The US on Monday eased some restrictions on Syria's transitional government to allow the entry of humanitarian aid after opposition factions ousted Syrian leader Bashar al-Assad last month.

The US Treasury issued a general license, lasting six months, that authorizes certain transactions with the Syrian government, including some energy sales and incidental transactions.

The move does not lift sanctions on the nation that has been battered by more than a decade of war, but indicates a limited show of US support for the new transitional government.

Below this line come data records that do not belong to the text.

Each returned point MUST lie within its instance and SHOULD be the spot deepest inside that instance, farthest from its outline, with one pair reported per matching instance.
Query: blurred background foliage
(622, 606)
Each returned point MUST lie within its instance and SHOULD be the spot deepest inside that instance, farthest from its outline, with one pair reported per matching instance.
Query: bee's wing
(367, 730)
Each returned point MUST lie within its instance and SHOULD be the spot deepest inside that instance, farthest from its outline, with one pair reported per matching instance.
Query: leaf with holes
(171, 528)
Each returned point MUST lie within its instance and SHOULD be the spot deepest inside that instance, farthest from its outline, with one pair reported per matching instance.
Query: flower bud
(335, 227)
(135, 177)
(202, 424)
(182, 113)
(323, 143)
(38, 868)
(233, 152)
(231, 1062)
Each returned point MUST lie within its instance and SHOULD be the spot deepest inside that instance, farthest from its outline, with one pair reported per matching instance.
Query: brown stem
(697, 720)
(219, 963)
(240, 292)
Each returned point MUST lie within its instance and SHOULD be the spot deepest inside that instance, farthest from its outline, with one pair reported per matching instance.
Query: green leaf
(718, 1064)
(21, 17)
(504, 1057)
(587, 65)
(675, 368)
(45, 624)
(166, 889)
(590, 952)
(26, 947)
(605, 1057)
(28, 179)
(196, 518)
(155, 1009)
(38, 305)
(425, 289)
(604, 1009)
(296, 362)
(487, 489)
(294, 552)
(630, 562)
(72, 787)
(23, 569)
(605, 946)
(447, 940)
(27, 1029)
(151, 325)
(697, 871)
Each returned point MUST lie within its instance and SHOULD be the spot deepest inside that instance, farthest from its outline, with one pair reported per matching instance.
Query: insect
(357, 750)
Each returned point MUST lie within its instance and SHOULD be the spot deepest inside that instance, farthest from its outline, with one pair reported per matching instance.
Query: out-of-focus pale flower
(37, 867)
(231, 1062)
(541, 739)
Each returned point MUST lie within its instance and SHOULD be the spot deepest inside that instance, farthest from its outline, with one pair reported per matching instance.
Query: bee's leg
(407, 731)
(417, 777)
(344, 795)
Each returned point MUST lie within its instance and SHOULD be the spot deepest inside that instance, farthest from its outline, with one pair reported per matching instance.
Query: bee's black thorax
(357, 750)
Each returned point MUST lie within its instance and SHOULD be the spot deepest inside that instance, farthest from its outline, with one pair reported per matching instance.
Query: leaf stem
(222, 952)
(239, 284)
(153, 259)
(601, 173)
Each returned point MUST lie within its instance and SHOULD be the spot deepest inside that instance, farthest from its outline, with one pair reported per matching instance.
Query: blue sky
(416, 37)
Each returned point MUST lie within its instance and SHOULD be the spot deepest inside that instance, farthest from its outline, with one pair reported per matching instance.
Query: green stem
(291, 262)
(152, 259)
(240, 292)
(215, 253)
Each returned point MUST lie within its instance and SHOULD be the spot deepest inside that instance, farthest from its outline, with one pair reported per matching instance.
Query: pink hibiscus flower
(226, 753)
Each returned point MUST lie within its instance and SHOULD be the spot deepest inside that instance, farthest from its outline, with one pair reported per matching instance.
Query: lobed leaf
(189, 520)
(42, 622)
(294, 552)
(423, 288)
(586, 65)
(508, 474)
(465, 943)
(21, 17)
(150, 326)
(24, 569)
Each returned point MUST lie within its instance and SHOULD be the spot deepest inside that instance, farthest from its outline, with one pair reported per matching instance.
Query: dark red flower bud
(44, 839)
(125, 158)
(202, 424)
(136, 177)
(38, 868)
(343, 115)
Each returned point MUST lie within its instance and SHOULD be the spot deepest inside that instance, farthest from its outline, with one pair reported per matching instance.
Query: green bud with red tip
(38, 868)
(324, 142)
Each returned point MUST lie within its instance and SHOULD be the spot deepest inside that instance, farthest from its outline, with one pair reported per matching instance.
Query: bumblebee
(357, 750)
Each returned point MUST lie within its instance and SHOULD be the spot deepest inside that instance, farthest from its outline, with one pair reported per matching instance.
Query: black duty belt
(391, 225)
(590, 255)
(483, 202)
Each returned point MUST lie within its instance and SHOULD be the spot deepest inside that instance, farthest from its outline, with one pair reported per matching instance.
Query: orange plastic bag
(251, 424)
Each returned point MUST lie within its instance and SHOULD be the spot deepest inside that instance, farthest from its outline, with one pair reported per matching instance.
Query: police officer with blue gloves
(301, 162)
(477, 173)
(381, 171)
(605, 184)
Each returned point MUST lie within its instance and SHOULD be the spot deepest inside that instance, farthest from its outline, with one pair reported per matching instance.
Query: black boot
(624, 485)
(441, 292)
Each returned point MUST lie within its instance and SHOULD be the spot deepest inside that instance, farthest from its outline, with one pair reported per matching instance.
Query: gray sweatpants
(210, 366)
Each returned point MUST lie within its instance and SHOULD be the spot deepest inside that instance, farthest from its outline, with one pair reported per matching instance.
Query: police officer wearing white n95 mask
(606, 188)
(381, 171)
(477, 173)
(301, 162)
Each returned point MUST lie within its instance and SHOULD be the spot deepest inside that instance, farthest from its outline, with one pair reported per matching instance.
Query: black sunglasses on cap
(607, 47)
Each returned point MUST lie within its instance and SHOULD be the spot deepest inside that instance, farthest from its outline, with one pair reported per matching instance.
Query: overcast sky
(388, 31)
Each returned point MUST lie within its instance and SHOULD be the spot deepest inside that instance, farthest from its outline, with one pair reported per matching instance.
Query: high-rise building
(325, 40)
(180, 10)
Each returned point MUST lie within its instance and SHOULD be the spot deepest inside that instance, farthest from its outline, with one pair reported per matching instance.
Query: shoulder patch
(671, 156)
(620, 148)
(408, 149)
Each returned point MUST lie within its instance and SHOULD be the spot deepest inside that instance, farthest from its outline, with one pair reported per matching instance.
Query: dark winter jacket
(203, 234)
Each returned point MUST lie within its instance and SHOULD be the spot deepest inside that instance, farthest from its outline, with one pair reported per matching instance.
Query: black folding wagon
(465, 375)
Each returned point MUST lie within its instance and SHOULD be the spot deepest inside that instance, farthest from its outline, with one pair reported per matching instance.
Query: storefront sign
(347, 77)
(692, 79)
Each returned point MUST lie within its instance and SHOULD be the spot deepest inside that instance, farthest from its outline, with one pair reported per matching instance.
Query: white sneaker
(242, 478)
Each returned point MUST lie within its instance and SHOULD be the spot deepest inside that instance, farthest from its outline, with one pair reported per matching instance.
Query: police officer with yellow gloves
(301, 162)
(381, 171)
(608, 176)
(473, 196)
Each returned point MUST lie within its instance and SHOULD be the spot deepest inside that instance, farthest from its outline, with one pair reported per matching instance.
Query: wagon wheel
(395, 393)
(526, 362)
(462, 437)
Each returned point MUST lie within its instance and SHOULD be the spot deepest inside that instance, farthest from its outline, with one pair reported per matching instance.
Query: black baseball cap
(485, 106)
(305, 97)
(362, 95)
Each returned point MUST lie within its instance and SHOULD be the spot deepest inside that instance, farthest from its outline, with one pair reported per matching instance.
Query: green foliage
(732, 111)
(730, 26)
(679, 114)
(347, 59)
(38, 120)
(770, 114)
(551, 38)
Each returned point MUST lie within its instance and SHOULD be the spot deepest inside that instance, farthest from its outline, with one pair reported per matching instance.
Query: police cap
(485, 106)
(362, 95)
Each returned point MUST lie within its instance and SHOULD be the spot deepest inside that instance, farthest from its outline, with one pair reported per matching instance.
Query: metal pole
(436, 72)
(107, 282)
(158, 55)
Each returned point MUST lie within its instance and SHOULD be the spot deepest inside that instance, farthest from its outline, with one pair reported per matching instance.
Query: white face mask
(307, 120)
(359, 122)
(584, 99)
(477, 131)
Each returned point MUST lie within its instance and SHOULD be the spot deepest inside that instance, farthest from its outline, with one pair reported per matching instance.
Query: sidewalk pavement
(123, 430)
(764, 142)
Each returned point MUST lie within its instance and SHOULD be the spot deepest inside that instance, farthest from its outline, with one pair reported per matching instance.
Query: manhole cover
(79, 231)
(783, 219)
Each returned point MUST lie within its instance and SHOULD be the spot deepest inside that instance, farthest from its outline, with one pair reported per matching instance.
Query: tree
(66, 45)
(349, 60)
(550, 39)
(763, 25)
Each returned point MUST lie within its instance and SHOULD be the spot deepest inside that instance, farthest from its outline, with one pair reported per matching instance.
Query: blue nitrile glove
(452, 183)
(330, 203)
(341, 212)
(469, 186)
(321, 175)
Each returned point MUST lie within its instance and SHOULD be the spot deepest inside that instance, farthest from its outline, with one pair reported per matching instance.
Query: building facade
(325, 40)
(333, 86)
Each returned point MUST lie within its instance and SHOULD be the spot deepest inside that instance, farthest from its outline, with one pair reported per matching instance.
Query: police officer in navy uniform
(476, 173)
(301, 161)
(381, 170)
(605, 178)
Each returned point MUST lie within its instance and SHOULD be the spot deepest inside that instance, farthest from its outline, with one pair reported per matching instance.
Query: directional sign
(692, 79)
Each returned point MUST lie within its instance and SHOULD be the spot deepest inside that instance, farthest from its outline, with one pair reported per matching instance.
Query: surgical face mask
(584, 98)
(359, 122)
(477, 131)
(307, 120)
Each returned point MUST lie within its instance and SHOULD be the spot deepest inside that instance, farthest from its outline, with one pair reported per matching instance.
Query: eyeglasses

The general license underscores America's commitment to ensuring its sanctions “do not impede activities to meet basic human needs, including the provision of public services or humanitarian assistance,” a Treasury Department statement reads.

Since Assad's ouster, representatives from the nation's new de facto authorities have said that the new Syria will be inclusive and open to the world.

The US has gradually lifted some penalties since Assad departed Syria for protection in Russia. The Biden administration in December decided to drop a $10 million bounty it had offered for the capture of Ahmed al-Sharaa, the leader of the Hayat Tahrir al-Sham group whose forces led the ouster of Assad last month.

The announcement followed a meeting in Damascus between al-Sharaa, who was once aligned with al-Qaeda, and the top US diplomat for the Middle East, Barbara Leaf, who led the first US diplomatic delegation into Syria since Assad’s ouster. The US and UN have long designated HTS as a terrorist organization.

HTS led a lightning insurgency that ousted Assad on Dec. 8 and ended his family’s decades-long rule. From 2011 until Assad’s downfall, Syria’s uprising and civil war killed an estimated 500,000 people.

Much of the world ended diplomatic relations with Assad because of his crackdown on protesters, and sanctioned him and his Russian and Iranian associates.

Syria’s infrastructure has been battered, with power cuts rampant in the country and some 90% of its population living in poverty. About half the population won’t know where its next meal will come from, as inflation surges.

The pressure to lift sanctions has mounted in recent years as aid agencies continue to cut programs due to donor fatigue and a massive 2023 earthquake that rocked Syria and Türkiye. The tremor killed over 59,000 people and destroyed critical infrastructure that couldn’t be fixed due to sanctions and overcompliance, despite the US announcing some humanitarian exemptions.